In 1963, the Pentagon apparently returned a patch of that land to civilian control, but even today it lies barren. Local residents describe how saplings wither and die when their roots reach a depth of approximately 50 cm, suggesting that a substratum of the soil is heavily contaminated. Exacerbating their fears are the purported deaths from cancer of several civilians who used to be employed on the installation.

In a recent interview, Higashi Village resident Gentatsu Ashimine said, “I want the government to conduct tests in this area but I don’t trust them to reveal the true results. So I’d like to see independent testing here.”

Camp Schwab

Several U.S. veterans stationed on the base in the early 1970s have claimed that large quantities of Agent Orange were stored at Schwab and trucked to the northern jungles for war games training or sprayed within the base to kill weeds.

Residents living near Camp Schwab at the time claim to have witnessed the effects of this defoliant usage — stocks of seaweed were wiped out and clams emitted a black, oily substance.
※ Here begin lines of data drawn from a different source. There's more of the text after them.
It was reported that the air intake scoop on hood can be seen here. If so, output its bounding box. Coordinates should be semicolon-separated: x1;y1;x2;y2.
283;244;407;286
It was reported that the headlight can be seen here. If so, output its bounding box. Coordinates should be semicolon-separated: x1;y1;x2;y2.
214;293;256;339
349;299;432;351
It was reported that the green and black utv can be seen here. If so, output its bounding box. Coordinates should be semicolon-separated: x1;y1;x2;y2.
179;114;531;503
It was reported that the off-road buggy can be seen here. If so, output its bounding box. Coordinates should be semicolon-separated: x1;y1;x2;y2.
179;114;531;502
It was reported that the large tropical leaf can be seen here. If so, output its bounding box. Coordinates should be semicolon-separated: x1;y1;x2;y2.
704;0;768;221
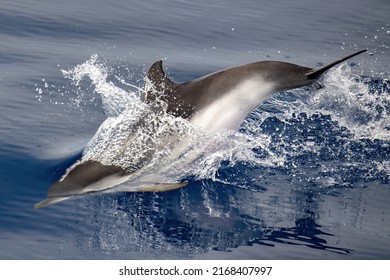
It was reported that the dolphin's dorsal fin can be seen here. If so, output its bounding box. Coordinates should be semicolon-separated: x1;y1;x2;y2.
306;49;367;80
145;60;178;103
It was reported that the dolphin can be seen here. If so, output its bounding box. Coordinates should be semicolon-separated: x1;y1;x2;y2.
35;49;367;208
146;50;367;130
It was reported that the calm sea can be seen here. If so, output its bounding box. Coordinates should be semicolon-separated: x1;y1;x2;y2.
0;0;390;259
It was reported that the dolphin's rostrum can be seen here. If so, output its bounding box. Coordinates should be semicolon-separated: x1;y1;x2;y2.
35;50;366;208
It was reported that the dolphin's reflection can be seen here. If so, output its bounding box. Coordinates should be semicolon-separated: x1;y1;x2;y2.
71;177;352;258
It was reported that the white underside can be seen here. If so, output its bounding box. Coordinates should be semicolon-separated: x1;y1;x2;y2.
190;77;275;131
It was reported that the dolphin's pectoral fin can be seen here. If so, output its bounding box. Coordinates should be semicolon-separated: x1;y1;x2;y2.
145;60;179;103
306;49;367;80
34;196;70;209
133;182;188;192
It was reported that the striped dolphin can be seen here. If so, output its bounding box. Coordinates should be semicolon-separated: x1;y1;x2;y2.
35;50;367;208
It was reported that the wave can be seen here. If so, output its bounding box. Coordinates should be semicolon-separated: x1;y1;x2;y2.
41;55;390;194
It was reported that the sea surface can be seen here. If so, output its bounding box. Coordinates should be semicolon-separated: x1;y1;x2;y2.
0;0;390;259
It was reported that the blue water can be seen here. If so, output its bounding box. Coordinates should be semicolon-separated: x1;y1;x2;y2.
0;0;390;259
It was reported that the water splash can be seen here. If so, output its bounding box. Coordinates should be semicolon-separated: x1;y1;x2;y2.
59;55;390;190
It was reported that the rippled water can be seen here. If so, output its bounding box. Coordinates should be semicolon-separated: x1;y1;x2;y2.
0;0;390;259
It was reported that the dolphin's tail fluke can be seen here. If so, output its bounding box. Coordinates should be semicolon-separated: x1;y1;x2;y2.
306;49;367;80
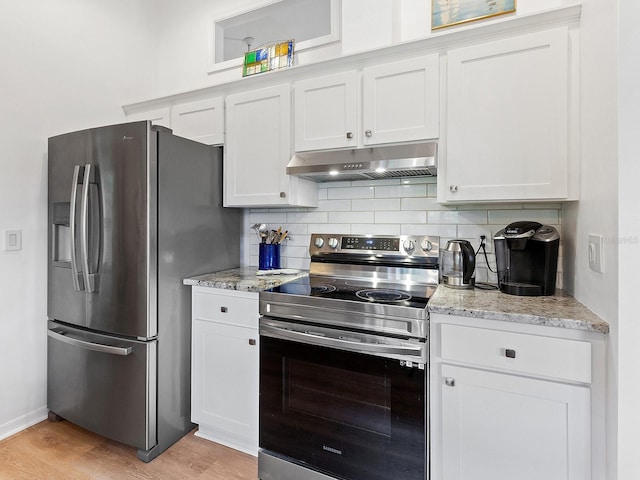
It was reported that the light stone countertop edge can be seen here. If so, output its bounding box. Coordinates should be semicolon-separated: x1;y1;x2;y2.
182;267;308;292
428;285;609;333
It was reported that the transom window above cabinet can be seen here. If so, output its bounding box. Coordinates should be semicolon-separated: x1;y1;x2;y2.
294;54;439;152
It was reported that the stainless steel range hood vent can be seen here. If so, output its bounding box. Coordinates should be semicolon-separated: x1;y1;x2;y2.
287;142;438;182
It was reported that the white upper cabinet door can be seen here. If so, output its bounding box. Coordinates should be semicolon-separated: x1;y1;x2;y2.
171;97;224;145
438;27;576;202
294;70;358;152
224;84;318;207
127;107;171;128
361;54;440;145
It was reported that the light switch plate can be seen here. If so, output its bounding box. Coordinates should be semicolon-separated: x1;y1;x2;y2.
4;230;22;251
589;235;604;273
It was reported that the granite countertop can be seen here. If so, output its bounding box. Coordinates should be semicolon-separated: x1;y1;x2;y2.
429;285;609;333
182;267;308;292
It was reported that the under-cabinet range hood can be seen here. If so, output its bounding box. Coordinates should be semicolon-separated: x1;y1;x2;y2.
287;142;438;182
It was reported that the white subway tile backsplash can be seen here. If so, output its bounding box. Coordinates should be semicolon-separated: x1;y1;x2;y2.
400;177;438;185
427;210;487;225
350;224;400;235
351;198;401;212
351;178;400;187
375;184;427;198
307;223;351;234
329;212;376;223
489;209;560;226
249;211;288;227
375;210;427;224
285;211;329;224
400;223;457;238
400;197;458;212
327;187;375;200
243;184;563;288
284;257;309;270
314;200;353;212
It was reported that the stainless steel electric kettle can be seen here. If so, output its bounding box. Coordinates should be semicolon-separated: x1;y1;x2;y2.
441;239;476;288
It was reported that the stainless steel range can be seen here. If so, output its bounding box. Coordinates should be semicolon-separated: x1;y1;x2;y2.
258;234;439;480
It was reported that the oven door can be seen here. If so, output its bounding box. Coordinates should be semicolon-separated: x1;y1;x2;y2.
259;317;427;480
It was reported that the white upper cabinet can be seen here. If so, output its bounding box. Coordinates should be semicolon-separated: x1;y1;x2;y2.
127;107;171;128
362;54;440;145
294;54;439;151
438;27;577;202
171;97;224;145
294;70;358;151
224;84;318;207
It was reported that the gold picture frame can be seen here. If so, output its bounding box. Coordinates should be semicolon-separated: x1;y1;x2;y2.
431;0;517;30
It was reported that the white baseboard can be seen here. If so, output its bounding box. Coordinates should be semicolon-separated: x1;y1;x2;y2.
0;407;49;440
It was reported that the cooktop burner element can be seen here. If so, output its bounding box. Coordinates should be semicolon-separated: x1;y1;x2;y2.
356;289;411;303
311;285;336;295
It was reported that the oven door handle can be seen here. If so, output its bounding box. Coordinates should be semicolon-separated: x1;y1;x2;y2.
260;324;425;358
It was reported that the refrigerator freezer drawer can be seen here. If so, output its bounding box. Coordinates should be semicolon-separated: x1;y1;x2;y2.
47;322;157;450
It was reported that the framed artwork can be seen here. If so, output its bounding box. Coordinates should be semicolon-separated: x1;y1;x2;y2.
431;0;516;30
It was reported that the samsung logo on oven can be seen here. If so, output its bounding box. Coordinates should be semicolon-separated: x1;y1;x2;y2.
322;445;342;455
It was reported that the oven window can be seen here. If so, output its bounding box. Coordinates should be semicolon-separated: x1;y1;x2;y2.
260;336;427;480
283;358;391;437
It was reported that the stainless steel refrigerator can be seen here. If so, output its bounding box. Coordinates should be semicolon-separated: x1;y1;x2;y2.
47;122;242;461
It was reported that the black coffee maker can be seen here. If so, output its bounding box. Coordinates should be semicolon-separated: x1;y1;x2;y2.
493;221;560;296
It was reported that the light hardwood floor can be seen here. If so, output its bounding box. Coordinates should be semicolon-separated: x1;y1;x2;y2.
0;420;258;480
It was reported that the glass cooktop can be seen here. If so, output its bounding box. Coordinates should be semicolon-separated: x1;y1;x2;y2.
267;277;436;308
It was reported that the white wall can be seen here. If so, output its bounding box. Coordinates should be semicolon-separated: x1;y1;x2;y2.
563;0;620;480
0;0;156;438
611;0;640;480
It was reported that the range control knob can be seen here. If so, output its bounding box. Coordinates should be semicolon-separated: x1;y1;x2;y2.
402;240;416;253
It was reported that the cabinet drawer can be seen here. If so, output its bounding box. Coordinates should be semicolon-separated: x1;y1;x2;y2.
192;291;259;328
441;324;591;383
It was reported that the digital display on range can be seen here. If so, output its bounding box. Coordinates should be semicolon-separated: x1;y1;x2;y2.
342;237;400;252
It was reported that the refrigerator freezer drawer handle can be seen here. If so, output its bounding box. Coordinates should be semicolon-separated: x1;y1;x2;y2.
69;165;84;292
47;330;133;356
80;164;95;293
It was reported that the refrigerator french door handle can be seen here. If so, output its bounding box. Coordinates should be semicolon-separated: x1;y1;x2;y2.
80;164;95;293
47;330;133;357
69;165;84;292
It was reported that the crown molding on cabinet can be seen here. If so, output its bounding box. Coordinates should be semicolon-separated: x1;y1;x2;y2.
122;4;582;116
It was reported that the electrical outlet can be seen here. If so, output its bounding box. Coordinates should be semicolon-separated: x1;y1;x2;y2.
588;235;604;273
4;230;22;251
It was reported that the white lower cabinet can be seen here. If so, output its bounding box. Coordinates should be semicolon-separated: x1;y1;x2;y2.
430;314;604;480
441;365;591;480
191;287;259;455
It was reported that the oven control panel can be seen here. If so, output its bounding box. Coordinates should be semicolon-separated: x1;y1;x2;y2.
309;233;440;258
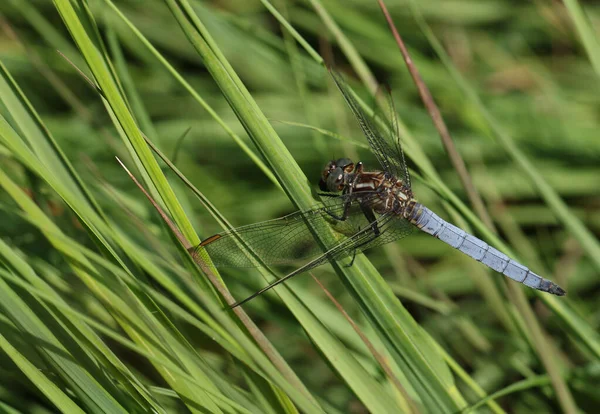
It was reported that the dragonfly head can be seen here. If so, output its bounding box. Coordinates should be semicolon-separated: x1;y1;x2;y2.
319;158;354;193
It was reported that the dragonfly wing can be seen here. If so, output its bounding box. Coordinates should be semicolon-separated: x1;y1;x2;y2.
190;195;378;267
231;213;413;308
330;70;410;187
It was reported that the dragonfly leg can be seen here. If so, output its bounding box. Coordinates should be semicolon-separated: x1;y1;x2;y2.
346;204;381;267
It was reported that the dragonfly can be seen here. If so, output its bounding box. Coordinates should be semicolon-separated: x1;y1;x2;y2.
190;70;566;308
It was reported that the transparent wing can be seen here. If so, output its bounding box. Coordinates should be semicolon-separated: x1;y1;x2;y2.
190;194;380;267
231;213;413;308
330;70;410;187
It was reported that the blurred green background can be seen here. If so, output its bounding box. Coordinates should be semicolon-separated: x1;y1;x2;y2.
0;0;600;413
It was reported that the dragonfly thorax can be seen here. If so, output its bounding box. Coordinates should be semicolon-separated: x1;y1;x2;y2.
319;158;414;215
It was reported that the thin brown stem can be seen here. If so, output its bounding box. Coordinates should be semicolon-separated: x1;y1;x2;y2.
377;0;496;232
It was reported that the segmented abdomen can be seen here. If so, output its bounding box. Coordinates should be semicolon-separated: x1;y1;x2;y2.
409;204;565;296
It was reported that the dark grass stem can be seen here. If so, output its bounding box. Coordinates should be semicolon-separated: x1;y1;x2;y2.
377;0;496;233
117;157;314;410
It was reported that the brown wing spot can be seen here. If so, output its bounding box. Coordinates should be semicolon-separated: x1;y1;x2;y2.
198;234;221;247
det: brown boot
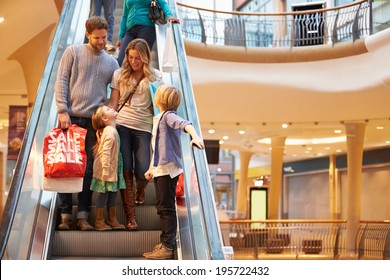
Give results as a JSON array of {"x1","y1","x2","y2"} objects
[
  {"x1": 107, "y1": 207, "x2": 126, "y2": 229},
  {"x1": 121, "y1": 170, "x2": 138, "y2": 230},
  {"x1": 135, "y1": 180, "x2": 148, "y2": 205},
  {"x1": 58, "y1": 217, "x2": 72, "y2": 230},
  {"x1": 77, "y1": 219, "x2": 94, "y2": 231},
  {"x1": 95, "y1": 208, "x2": 111, "y2": 230}
]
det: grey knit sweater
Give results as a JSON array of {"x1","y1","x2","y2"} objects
[{"x1": 54, "y1": 45, "x2": 119, "y2": 118}]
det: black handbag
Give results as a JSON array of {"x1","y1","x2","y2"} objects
[{"x1": 149, "y1": 0, "x2": 167, "y2": 25}]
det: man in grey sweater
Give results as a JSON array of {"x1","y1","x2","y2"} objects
[{"x1": 55, "y1": 16, "x2": 119, "y2": 230}]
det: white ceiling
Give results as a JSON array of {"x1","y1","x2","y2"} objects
[{"x1": 188, "y1": 29, "x2": 390, "y2": 162}]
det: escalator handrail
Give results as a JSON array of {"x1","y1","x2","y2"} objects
[
  {"x1": 172, "y1": 3, "x2": 224, "y2": 260},
  {"x1": 0, "y1": 0, "x2": 71, "y2": 258}
]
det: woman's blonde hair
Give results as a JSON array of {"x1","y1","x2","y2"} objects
[
  {"x1": 92, "y1": 106, "x2": 106, "y2": 155},
  {"x1": 120, "y1": 38, "x2": 156, "y2": 87},
  {"x1": 154, "y1": 84, "x2": 181, "y2": 111}
]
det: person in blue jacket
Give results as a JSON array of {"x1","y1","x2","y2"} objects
[
  {"x1": 143, "y1": 84, "x2": 204, "y2": 260},
  {"x1": 116, "y1": 0, "x2": 179, "y2": 65}
]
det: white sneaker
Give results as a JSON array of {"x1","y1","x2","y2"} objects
[{"x1": 106, "y1": 41, "x2": 116, "y2": 52}]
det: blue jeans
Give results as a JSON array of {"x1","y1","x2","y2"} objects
[
  {"x1": 58, "y1": 117, "x2": 96, "y2": 219},
  {"x1": 93, "y1": 0, "x2": 116, "y2": 42},
  {"x1": 118, "y1": 25, "x2": 156, "y2": 66},
  {"x1": 154, "y1": 175, "x2": 179, "y2": 249},
  {"x1": 117, "y1": 125, "x2": 152, "y2": 181}
]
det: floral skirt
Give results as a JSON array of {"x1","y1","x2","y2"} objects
[{"x1": 91, "y1": 153, "x2": 126, "y2": 193}]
Furthermore, they worry that a spate of deaths among local people who had consumed the shellfish was caused by dioxin poisoning.

On Nov. 24, Nago citizens’ requests for dioxin tests to be conducted on Camp Schwab were rejected by the Okinawa Defense Bureau, which called the U.S. veterans’ testimonies implausible. As a result, Nago City announced in December that it would conduct its own survey of local residents to learn more about defoliant usage in the area.

Chatan Town

In August, a former soldier’s claim that he witnessed the burial in 1969 of dozens of barrels of Agent Orange on Hamby Airfield (current-day Chatan Town) created alarm in what is now a popular tourist area.

His account was lent weight by the discovery of a large number of barrels near the alleged burial site in 2002. The barrels, leaking a tar-like substance and bearing American markings, were incinerated by the local government before they could be tested for dioxins.

Responding to public concern, Chatan Town council announced in December that it would allocate funds to conduct dioxin sampling in the area. The tests, the first to be approved by a municipal government, are scheduled for late February.